Critique : Benedetta

Présenté en compétition officielle au Festival de Cannes 2021, Benedetta de Paul Verhoeven dresse le passionnant portrait d’une nonne du 17ème siècle, analysant la place de la femme dans l’Eglise catholique, entre mysticisme, manipulation et amours interdits.

Sainte qui touche

Bien que l’on retrouve certains accès de violence, des scènes de sexe et le fléau de la peste, Benedetta joue sur un tableau bien différent d’une autre œuvre majeure de la filmographie de Paul Verhoeven, La Chair et le sang. Adaptation d’écrits de Judith C. Brown consacrés à la sœur Benedetta, le film se concentre exclusivement à la vie de sa protagoniste, ayant bouleversé son couvent situé en Toscane, dans la ville de Pescia. La figure est passionnante car, marquée du sceau du destin et embrassant pleinement cette destinée, elle provoque de profonds troubles jusque dans les hautes sphères de l’Eglise catholique. Enfant malade, elle est promise à Dieu par ses parents si ce dernier lui prête vie. La jeune dévote gagne le couvent avec plaisir et attire l’attention dès son arrivée : une statue de la vierge Marie lui tombe dessus lors d’une prière sans la blesser. Premier miracle ou bien, premier constat que des événements peuvent susciter de profonds émois ? Toujours est-il qu’à l’âge adulte, Benedetta mène sa vie de religieuse avec une fervente dévotion, avec la particularité qu’elle est convaincue d’être l’épouse de Jésus, avec lequel elle conserve régulièrement dans des visions où le cinéaste a choisi de ne pas marquer de rupture avec sa mise en scène en caméra épaule, sans nervosité, et une lumière naturelle. Virginie Efira, dans le rôle titre, est parfaite dans son style très spontané, où l’innocence épouse les ruptures de tons ironiques du film, loin d’être solennel et faisant régulièrement preuve d’humour. D’ailleurs, Verhoeven provoque de jolis troubles avec ses actrices et acteurs jouant sur diverses tonalités, comme le sérieux de l’abbesse Felicita de Charlotte Rampling, la sensibilité teintée d’animosité de la sœur Christina par Louise Chevillote, ou plus tard, la droiture et la violence répugnante d’un nonce campé par Lambert Wilson, pour ne citer que ces personnages.

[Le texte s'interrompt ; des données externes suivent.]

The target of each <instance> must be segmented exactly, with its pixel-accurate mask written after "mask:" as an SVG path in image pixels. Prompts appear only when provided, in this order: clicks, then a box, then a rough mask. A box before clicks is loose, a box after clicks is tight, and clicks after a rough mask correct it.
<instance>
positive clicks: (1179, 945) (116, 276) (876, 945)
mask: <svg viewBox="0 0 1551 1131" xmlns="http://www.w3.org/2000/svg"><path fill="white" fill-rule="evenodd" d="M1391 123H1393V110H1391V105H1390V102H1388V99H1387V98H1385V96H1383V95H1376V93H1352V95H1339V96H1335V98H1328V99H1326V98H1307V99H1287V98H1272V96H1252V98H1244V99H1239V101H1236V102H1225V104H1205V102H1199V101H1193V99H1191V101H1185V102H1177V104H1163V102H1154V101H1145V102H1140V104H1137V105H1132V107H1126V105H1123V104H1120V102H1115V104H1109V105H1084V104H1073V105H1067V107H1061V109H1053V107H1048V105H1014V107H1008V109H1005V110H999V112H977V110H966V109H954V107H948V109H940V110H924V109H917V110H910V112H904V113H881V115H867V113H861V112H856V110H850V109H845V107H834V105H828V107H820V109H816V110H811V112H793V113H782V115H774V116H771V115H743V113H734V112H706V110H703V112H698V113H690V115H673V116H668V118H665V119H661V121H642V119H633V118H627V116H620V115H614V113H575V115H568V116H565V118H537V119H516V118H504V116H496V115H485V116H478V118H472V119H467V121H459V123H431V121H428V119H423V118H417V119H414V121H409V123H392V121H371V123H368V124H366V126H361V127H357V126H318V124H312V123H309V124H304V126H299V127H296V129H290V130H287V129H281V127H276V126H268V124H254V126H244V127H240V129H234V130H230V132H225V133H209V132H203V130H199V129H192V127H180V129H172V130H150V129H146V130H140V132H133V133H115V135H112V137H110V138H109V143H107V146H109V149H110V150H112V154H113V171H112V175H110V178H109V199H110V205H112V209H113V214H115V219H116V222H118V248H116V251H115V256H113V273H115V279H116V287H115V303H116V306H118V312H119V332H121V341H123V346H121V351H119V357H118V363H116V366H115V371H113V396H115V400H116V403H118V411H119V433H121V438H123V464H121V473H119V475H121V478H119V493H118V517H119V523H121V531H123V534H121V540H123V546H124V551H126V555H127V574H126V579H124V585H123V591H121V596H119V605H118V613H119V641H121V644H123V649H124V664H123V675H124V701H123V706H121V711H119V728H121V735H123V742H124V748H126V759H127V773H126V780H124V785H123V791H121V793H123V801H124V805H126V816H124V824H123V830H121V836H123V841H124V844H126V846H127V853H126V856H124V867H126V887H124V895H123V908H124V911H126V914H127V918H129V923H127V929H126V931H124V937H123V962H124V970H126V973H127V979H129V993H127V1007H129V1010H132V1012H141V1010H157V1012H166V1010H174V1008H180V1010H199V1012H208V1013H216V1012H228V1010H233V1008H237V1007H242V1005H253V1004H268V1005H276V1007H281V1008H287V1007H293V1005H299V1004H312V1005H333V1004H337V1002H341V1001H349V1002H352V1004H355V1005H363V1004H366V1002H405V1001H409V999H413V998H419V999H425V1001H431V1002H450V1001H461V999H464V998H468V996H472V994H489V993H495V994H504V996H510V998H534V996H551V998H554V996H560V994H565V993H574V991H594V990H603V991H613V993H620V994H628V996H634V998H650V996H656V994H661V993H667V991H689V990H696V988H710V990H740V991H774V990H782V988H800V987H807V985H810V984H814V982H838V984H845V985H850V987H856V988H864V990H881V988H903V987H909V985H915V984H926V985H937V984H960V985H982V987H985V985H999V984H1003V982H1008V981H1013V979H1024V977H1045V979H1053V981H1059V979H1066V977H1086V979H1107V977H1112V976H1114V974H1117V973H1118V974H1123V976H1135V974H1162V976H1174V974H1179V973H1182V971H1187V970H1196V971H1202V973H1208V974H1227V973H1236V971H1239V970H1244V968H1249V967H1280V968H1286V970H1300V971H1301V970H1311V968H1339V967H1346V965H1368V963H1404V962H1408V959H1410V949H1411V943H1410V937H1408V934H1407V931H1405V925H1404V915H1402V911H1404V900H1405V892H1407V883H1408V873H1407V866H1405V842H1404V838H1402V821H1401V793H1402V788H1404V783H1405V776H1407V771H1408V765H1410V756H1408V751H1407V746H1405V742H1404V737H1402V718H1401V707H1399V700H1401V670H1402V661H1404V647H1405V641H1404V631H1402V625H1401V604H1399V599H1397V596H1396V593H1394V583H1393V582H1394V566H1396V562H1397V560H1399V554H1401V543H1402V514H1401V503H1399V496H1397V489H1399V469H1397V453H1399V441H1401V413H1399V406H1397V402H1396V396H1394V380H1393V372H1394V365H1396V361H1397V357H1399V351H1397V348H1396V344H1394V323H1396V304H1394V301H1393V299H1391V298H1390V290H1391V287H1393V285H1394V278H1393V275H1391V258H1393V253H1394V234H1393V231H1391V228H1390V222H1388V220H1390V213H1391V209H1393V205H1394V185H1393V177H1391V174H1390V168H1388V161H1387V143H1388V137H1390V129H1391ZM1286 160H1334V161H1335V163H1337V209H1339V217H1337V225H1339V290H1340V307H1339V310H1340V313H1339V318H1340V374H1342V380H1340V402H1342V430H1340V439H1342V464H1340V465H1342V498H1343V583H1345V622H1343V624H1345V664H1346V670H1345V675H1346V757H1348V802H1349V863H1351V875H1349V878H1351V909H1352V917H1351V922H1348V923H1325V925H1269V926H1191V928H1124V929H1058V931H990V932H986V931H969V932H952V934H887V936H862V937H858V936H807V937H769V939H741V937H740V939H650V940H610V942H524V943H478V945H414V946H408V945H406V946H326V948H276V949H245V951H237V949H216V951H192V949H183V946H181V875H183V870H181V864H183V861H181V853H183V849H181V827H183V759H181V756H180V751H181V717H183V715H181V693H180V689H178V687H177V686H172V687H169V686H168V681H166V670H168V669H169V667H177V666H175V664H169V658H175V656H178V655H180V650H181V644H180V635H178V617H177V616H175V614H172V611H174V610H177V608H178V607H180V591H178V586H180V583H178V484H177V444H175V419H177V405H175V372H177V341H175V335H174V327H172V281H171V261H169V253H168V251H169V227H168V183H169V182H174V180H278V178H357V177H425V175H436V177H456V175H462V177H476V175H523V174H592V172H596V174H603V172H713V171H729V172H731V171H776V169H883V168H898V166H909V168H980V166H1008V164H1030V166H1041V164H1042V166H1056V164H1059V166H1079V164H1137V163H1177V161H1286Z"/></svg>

Un destin particulier qui bascule à l’arrivée de Bartolomea – Daphne Patakia, apportant aussi son lot de contrastes –, une paysanne secourue par la bonté de Benedetta et de ses parents, et qui intègre le couvent comme un élément à la fois perturbateur et catalyseur de la foi suprême de cette religieuse. Passage des « simples » visions aux miraculeux stigmates, mais aussi aux plaisirs charnels avec Bartolomea. Un phénomène d’élévation (ou de libération) se produit, et si cet amour lesbien est caché, la part miraculeuse donne un tout autre statut à Benedetta, conférant aussi une aura d’une autre dimension à la ville fortifiée. Benedetta, une sainte, mais que pourrait-il advenir si les miracles, si ces stigmates, venaient de sa propre main ? Là où le film se montre captivant, c’est dans cette part d’ambiguïté qui finit par imposer cette question : comment peut se manifester le divin ou par quel biais se manifestent les miracles ? Lorsque la relation entre Bartolomea et Benedetta ne fait plus un doute, le film se relance en convoquant la colère d’un nonce, qui apporte avec lui la vilenie des hommes, et rappelle avec férocité le pouvoir de l’Eglise catholique sur le corps et l’esprit des femmes. Tandis que la peste fait rage en Italie, Benedetta prend une position qui pourrait soit la démasquer, soit la sanctifier définitivement. Car toujours, le doute subsiste.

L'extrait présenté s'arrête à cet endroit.